# Label analysis

This notebook can be used to check the completeness of labelling in a particular dataset, which may be useful for finding labels that were added as part of an instance but were not moved into their correct position. A breakdown of body parts marked as not visible is also provided, which can show which body parts require more labelled instances.

Enter values for each variable in the first cell below according to your setup and requirements. Each variable and corresponding value should look like the following,

`variable_name = value`

After entering values for all variables, click Cell > Run All in the top menu bar to execute the notebook and show the label analysis outputs.
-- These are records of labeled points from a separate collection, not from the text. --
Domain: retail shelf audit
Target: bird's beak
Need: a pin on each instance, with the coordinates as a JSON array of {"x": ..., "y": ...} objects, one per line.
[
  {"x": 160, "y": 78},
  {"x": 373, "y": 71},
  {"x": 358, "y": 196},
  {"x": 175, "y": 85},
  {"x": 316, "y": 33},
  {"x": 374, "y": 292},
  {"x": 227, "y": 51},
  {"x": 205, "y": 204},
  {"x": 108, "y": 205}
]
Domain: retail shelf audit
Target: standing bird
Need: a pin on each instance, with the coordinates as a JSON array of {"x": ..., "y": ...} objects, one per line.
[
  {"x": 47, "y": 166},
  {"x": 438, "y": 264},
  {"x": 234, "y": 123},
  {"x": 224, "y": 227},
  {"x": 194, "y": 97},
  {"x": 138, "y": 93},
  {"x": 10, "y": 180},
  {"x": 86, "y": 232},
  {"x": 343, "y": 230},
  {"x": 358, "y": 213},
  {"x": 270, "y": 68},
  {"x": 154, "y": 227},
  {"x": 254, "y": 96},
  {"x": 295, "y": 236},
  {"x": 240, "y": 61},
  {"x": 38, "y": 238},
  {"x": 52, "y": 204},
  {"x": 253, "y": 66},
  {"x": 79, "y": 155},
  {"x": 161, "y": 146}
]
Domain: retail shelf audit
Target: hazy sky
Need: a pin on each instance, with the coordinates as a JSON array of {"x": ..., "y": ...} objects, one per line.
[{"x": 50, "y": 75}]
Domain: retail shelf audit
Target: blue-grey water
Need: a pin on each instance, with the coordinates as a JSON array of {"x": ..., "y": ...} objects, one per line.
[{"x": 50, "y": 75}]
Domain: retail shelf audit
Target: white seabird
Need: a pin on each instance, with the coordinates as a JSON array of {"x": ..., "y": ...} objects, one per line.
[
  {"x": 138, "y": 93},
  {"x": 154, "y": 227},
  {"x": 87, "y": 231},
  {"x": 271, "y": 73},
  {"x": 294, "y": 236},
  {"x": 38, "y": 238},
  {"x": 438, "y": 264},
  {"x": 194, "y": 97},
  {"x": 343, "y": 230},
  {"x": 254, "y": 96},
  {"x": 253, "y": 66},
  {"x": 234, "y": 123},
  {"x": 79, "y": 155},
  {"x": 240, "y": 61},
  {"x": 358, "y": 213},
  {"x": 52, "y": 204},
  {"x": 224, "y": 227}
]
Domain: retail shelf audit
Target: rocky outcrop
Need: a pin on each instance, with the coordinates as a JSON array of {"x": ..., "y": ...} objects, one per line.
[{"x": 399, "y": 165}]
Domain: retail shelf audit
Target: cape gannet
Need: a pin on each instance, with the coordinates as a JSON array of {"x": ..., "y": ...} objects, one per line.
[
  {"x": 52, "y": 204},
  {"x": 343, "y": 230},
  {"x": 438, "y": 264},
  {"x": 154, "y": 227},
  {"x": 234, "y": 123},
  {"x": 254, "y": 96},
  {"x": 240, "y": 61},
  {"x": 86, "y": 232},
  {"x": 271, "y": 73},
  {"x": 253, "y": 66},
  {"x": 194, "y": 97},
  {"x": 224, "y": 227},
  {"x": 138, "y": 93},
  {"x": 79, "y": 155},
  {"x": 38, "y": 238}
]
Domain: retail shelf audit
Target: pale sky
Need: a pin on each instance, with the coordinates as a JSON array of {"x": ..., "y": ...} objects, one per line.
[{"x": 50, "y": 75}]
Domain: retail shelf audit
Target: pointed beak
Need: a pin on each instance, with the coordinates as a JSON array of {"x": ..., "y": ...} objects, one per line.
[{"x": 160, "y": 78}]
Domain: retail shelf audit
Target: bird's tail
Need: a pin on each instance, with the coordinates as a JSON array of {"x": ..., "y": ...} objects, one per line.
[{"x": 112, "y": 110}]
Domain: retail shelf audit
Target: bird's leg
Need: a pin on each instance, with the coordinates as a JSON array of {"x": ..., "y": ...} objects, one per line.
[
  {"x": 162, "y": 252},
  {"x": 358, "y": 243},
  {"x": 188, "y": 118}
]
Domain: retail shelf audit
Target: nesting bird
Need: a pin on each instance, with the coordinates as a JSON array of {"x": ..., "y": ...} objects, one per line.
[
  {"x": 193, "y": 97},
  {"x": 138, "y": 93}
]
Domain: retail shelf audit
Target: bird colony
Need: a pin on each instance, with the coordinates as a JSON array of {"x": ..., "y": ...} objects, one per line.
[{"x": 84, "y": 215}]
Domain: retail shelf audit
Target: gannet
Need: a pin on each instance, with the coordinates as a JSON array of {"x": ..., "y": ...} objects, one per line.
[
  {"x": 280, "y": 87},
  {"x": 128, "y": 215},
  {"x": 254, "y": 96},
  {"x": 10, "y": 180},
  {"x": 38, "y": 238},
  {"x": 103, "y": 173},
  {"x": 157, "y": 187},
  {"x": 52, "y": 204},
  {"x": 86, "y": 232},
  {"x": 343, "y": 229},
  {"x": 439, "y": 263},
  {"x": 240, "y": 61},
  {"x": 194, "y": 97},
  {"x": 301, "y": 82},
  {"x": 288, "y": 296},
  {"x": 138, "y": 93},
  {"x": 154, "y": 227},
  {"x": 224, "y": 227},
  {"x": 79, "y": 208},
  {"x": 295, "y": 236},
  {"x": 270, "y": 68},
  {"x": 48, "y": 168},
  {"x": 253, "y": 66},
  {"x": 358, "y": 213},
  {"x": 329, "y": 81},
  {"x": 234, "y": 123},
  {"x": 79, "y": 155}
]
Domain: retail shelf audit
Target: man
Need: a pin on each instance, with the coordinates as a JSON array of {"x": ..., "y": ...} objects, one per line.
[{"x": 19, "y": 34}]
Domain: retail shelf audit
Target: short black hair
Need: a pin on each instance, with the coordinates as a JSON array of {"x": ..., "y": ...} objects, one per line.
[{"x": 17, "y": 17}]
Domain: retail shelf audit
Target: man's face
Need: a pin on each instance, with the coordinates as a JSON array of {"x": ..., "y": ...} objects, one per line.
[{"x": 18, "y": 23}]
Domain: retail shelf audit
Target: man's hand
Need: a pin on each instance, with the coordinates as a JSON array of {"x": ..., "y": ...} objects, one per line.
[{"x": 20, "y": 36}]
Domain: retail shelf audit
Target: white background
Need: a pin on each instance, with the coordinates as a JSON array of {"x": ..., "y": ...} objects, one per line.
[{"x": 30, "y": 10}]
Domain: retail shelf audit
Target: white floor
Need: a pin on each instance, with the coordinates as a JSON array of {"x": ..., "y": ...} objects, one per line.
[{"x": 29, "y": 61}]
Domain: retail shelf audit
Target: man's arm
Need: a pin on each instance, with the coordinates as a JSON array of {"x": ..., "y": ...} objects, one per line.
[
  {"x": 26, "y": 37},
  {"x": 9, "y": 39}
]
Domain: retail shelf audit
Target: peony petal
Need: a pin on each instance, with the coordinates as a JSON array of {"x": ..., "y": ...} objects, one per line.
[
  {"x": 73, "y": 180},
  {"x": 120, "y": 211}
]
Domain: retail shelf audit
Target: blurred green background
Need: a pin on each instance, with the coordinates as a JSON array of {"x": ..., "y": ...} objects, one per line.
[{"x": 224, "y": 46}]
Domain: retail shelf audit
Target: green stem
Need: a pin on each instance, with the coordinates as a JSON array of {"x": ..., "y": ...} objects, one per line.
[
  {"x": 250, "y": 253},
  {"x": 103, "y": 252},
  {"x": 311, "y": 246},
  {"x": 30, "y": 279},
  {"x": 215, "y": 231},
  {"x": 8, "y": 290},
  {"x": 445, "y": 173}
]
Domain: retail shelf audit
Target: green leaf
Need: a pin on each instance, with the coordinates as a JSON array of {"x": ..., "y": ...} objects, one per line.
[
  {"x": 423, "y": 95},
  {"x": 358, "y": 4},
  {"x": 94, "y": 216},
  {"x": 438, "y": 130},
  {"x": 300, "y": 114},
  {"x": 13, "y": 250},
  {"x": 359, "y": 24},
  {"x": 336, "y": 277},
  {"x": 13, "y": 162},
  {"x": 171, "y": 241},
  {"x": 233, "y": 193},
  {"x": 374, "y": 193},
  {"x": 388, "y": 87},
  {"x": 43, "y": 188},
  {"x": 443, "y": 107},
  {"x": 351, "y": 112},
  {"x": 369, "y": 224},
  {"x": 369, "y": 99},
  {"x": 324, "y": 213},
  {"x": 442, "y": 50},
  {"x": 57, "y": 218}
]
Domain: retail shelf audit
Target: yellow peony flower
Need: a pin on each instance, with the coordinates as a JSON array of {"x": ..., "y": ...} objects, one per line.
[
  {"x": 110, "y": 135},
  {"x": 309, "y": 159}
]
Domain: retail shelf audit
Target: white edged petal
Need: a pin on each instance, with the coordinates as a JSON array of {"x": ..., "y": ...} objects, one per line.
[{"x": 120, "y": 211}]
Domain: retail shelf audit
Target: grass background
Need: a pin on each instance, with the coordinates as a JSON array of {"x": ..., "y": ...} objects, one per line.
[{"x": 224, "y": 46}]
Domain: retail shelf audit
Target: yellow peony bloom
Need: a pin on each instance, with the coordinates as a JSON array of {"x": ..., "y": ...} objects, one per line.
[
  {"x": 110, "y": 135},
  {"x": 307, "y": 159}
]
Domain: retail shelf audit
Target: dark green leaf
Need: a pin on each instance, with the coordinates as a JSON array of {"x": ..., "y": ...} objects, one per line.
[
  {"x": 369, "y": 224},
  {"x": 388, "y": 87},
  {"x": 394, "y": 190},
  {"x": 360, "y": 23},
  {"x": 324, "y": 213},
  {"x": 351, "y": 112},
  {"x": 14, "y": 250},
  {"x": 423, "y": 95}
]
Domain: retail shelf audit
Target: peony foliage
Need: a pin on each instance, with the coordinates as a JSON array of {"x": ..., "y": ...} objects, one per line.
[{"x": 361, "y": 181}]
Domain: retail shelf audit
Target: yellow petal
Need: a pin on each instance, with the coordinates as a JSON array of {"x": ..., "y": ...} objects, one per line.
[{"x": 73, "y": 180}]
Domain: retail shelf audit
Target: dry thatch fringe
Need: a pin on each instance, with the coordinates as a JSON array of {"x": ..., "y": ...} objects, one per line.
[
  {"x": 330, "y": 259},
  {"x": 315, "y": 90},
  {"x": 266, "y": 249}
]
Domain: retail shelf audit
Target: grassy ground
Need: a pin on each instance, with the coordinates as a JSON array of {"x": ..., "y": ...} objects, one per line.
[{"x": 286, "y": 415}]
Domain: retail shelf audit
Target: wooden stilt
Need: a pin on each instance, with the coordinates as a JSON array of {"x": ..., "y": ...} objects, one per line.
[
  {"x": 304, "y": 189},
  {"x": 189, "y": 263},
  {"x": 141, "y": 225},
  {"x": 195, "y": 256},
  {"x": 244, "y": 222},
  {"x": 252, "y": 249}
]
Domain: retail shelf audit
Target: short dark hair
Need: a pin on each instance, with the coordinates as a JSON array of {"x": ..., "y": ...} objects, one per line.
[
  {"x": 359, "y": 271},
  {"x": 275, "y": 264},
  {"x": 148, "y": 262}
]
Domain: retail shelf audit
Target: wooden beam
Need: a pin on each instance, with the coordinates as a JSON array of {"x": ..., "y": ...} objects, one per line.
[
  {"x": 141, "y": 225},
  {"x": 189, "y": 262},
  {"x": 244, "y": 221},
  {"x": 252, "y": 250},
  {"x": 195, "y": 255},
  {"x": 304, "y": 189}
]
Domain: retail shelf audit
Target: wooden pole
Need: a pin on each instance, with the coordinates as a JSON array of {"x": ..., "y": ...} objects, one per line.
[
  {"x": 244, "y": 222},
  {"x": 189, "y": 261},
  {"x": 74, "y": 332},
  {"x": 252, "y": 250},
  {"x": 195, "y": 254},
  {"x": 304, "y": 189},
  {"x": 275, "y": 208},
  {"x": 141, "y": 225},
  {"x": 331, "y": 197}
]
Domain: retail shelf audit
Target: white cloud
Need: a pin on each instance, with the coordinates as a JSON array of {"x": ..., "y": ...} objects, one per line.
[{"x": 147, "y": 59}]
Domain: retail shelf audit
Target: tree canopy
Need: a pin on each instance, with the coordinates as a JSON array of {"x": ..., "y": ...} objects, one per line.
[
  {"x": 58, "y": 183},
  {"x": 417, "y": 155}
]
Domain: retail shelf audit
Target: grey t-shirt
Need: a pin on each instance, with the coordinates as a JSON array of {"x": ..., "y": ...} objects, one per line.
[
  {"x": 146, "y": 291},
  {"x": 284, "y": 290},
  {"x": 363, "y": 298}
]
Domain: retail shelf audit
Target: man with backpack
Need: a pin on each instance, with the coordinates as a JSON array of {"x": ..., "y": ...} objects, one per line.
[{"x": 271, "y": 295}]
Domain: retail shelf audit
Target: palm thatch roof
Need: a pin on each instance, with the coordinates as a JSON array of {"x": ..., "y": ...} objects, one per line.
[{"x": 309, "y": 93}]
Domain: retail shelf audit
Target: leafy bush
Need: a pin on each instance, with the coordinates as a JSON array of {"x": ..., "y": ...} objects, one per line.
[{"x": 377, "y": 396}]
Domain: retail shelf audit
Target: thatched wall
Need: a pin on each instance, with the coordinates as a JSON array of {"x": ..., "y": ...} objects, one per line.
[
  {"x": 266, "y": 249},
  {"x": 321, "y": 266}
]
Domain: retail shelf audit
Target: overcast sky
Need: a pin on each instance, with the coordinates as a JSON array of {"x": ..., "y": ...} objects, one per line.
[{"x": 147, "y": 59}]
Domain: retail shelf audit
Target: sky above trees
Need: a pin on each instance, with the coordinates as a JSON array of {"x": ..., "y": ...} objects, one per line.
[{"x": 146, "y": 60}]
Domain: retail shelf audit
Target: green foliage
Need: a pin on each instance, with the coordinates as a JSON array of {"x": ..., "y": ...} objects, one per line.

Note that the 'r' before the opening quotation mark for the `filename` variable is required to ensure that backslashes in the folder path don't cause issues during processing, as the backslash is usually used to denote an "escaped" character in character strings.

## Parameters

In [None]:
# Enter the file path for the SLEAP dataset file to be analysed
# e.g. r"D:\Documents\Ant-posture\datasets\col218.v001.slp"
filename = r"D:\Documents\COMP3850-Group23-Ant-posture\datasets\main.v001.slp"

## Code execution

In [None]:
# Import the Python modules required for the notebook to run
import os
import sleap
import pandas as pd
from matplotlib import pyplot as plt

# Set pandas to display up to 200 rows in a data frame before truncating it
pd.set_option('display.max_rows', 200)

# Check if the dataset exists at the given path and raise an error if it is not found
if not os.path.exists(filename):
    raise FileNotFoundError("File does not exist at " + os.path.abspath(filename))
    
# Load the labels from the SLEAP dataset file
labels = sleap.load_file(filename)

In [None]:
# Initialise all variables
total_instances = 0
total_unverified = 0
unverified_dict = {}
hidden_points = {}
frames_list = []
nodes_dict = {}

# Create keys for each body part in the node dictionary
for node in labels.skeletons[0].nodes:
    nodes_dict[node.name] = 0

# Cheack each labelled frame for unverified and non-visible points
for labelled_frame in labels.labeled_frames:
    unverified_dict[labelled_frame.frame_idx+1] = 0
    hidden_points[labelled_frame.frame_idx+1] = 0
    unverified_count = 0
    
    for instance in labelled_frame.user_instances:
        total_instances += 1
        for node, point in instance.nodes_points:
            if not point.complete:
                total_unverified += 1
                unverified_dict[labelled_frame.frame_idx+1] += 1
            if not point.visible:
                nodes_dict[node.name] += 1
                hidden_points[labelled_frame.frame_idx+1] += 1
    frames_list.append((labelled_frame.video.backend.filename, labelled_frame.frame_idx, unverified_count))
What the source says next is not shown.